Britain needs an immediate cut in interest rates to avoid a prolonged recession, one of the country’s monetary policymakers warned today.
David Blanchflower, who helps set interest rates on the Bank of England's Monetary Policy Committee (MPC), said the country risked at least a year of negative growth unless monetary policy was relaxed.
"It's not too late to stop it but we have to act now," he told the
Guardiannewspaper.
His comments came as a leading think tank warned today that Britain was facing an economic "horror movie" and would struggle to avoid recession next year.
Ernst & Young's Item Club is forecasting GDP growth of 1 per cent next year, inflation to remain above the Government's target for the next 12 months, and a "substantial" increase in unemployment to the two million mark.
Mr Blanchflower, who has consistently voted for interest rate cuts at this year's monthly MPC meetings, said: "I think we are going into recession and we are going into one right now. We will probably have three or four quarters of negative growth but the risks are to the downside."

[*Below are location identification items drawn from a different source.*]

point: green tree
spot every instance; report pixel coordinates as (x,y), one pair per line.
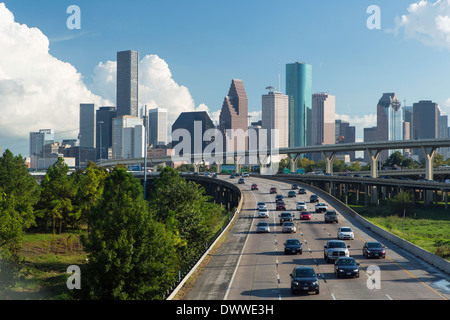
(57,195)
(17,183)
(131,256)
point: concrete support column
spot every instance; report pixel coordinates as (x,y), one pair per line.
(293,159)
(329,158)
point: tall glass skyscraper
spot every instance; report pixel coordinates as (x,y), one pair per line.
(299,90)
(127,83)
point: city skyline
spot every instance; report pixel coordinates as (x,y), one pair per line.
(89,53)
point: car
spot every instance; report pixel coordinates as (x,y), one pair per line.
(261,205)
(293,246)
(345,233)
(374,249)
(285,216)
(331,216)
(280,205)
(289,226)
(346,267)
(305,215)
(334,249)
(301,206)
(321,207)
(304,279)
(263,213)
(262,227)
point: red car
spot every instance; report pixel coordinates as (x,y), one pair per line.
(305,215)
(281,205)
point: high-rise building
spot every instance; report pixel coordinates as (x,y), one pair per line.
(128,138)
(299,90)
(127,83)
(323,119)
(233,120)
(157,127)
(104,115)
(87,125)
(389,121)
(196,123)
(275,111)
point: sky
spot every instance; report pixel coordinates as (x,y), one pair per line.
(191,50)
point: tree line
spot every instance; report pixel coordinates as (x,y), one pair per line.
(135,246)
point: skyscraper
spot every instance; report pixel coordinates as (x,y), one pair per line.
(233,120)
(323,119)
(389,121)
(299,90)
(127,83)
(104,130)
(87,125)
(275,111)
(157,129)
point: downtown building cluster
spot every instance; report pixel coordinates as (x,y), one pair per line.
(299,117)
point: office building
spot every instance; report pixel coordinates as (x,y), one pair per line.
(389,121)
(128,138)
(299,90)
(196,123)
(104,115)
(233,119)
(275,112)
(127,83)
(157,127)
(88,125)
(323,119)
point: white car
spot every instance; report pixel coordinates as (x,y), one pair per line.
(345,233)
(261,205)
(289,226)
(263,213)
(321,207)
(301,206)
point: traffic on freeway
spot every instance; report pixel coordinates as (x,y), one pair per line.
(298,246)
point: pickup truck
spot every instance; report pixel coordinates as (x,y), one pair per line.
(334,249)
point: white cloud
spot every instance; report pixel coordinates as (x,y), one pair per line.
(426,21)
(37,91)
(157,88)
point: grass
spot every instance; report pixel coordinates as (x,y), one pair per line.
(45,258)
(428,227)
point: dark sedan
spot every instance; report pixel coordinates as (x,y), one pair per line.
(293,246)
(346,267)
(304,279)
(374,249)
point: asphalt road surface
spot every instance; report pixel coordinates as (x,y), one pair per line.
(253,266)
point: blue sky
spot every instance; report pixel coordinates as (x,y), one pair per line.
(208,43)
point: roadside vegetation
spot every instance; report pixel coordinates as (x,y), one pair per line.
(127,247)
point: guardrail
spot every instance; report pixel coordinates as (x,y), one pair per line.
(181,283)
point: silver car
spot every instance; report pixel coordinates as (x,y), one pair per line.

He added: "Monetary policy has been far too tight for far too long. We can't just sit and do nothing as we have done for too long."
The economics professor is urging his fellow MPC members, who earlier this month voted to keep interest rates on hold at 5 per cent to look through "the short term blip upward in inflation" and focus on the medium-term picture.

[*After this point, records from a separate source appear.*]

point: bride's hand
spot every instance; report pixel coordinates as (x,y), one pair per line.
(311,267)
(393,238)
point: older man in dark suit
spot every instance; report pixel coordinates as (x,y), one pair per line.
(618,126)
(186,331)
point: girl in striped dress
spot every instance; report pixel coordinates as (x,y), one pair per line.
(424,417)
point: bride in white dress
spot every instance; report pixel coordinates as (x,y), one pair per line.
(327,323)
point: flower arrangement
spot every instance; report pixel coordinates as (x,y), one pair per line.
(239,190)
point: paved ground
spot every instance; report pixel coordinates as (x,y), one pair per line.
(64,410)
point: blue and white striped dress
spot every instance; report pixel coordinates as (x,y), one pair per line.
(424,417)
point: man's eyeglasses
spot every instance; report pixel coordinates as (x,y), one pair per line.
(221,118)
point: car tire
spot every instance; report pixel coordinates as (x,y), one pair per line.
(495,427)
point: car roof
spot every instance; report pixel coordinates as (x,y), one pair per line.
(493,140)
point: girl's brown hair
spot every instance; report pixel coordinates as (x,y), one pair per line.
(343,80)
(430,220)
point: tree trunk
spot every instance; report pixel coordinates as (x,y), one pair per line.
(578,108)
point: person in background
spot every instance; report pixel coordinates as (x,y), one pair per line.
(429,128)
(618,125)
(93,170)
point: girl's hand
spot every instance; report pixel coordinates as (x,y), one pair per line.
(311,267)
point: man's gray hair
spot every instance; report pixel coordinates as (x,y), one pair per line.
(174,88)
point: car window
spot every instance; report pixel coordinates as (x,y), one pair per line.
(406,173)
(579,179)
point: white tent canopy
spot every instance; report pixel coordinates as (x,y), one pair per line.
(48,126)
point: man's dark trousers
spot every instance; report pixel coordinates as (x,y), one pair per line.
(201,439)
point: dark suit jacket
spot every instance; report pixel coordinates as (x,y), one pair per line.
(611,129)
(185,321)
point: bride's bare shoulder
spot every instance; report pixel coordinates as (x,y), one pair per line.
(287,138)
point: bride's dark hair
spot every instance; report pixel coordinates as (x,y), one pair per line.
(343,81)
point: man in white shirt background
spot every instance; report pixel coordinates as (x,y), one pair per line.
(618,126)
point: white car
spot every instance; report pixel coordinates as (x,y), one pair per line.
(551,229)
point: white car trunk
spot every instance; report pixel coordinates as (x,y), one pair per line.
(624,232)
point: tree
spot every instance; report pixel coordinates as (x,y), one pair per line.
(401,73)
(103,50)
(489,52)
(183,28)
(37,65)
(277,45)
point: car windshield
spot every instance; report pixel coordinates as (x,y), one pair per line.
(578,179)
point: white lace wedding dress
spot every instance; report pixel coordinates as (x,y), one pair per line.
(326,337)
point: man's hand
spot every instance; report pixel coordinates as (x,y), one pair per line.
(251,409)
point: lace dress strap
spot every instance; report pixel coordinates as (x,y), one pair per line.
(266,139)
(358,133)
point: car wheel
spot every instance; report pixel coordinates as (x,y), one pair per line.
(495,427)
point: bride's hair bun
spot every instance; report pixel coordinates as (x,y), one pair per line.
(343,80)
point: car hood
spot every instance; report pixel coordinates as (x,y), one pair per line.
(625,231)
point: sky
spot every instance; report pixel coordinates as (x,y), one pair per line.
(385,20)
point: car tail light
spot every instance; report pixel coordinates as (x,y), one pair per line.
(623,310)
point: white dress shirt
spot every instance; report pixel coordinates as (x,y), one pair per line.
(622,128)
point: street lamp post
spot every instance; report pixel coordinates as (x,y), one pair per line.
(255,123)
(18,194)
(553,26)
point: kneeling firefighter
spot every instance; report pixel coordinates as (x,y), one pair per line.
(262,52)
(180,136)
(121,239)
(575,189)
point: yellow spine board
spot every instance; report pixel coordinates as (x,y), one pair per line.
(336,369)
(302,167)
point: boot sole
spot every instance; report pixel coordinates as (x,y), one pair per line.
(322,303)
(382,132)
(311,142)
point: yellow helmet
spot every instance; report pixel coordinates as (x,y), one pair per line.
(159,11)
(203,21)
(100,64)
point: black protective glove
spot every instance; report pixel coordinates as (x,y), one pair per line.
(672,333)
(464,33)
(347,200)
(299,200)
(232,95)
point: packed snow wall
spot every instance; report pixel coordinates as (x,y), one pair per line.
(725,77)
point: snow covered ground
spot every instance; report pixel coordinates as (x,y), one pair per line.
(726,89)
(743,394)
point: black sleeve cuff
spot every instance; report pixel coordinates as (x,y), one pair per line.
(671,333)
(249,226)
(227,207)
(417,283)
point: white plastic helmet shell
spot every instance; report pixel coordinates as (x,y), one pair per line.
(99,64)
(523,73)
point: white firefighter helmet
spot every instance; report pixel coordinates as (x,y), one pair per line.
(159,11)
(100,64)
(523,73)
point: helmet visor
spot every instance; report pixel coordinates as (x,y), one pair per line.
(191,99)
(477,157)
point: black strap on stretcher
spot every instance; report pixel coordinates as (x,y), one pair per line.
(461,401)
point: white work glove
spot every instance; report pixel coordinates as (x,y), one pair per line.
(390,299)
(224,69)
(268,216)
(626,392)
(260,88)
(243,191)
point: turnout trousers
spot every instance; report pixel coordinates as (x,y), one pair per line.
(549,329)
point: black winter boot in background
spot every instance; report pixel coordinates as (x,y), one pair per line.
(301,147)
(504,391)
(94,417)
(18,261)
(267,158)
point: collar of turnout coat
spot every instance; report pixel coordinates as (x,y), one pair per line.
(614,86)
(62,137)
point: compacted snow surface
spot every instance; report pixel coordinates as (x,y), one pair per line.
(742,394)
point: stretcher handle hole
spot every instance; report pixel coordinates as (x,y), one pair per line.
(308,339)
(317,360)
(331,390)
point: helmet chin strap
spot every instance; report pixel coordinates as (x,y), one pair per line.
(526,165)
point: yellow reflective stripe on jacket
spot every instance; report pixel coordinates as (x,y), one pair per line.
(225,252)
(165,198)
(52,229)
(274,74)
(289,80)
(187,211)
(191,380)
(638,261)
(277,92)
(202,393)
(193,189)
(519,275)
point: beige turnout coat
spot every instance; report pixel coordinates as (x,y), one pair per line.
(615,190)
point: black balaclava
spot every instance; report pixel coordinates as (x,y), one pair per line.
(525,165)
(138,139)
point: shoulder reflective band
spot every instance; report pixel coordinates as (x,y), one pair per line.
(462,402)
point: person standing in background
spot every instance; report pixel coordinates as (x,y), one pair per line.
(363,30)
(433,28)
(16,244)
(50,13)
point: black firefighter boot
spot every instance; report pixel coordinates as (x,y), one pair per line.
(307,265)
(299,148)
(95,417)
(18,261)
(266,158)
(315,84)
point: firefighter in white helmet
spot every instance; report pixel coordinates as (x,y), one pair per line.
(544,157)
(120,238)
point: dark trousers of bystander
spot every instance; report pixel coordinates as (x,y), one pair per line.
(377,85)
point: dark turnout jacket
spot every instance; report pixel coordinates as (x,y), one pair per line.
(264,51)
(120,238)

The cost of living index is currently running at 3.8 per cent, nearly double the Government's 2 per cent target, and is being driven by soaring oil and food prices. Bank of England Governor Mervyn King has repeatedly said his focus is on bringing inflation back down to target. The MPC last cut rates in April.

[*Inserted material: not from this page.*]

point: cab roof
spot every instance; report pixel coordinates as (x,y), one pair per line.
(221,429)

Mr Blanchflower said: "Our job is to focus on inflation in the medium term so we have to look through the short-term shock from oil and commodity prices."
Item predicts that consumer spending will nearly slow to a standstill in 2009, rising by just 0.2 per cent as households continue to wrestle with rising inflation, lower credit availability and a sharp reversal in the housing market.
Its chief economist, Peter Spencer, said: "Both on the high street and in the housing market it is going to get a great deal worse before it gets better.
"We have already seen a housing crisis that has morphed from a credit crunch to a general collapse in confidence as prices have tumbled."
He added: "Consumers will inevitably cut back on non-essential spending in the face of the impact of rising food and energy prices on their discretionary incomes. Many parts of the leisure sector will be particularly hard hit."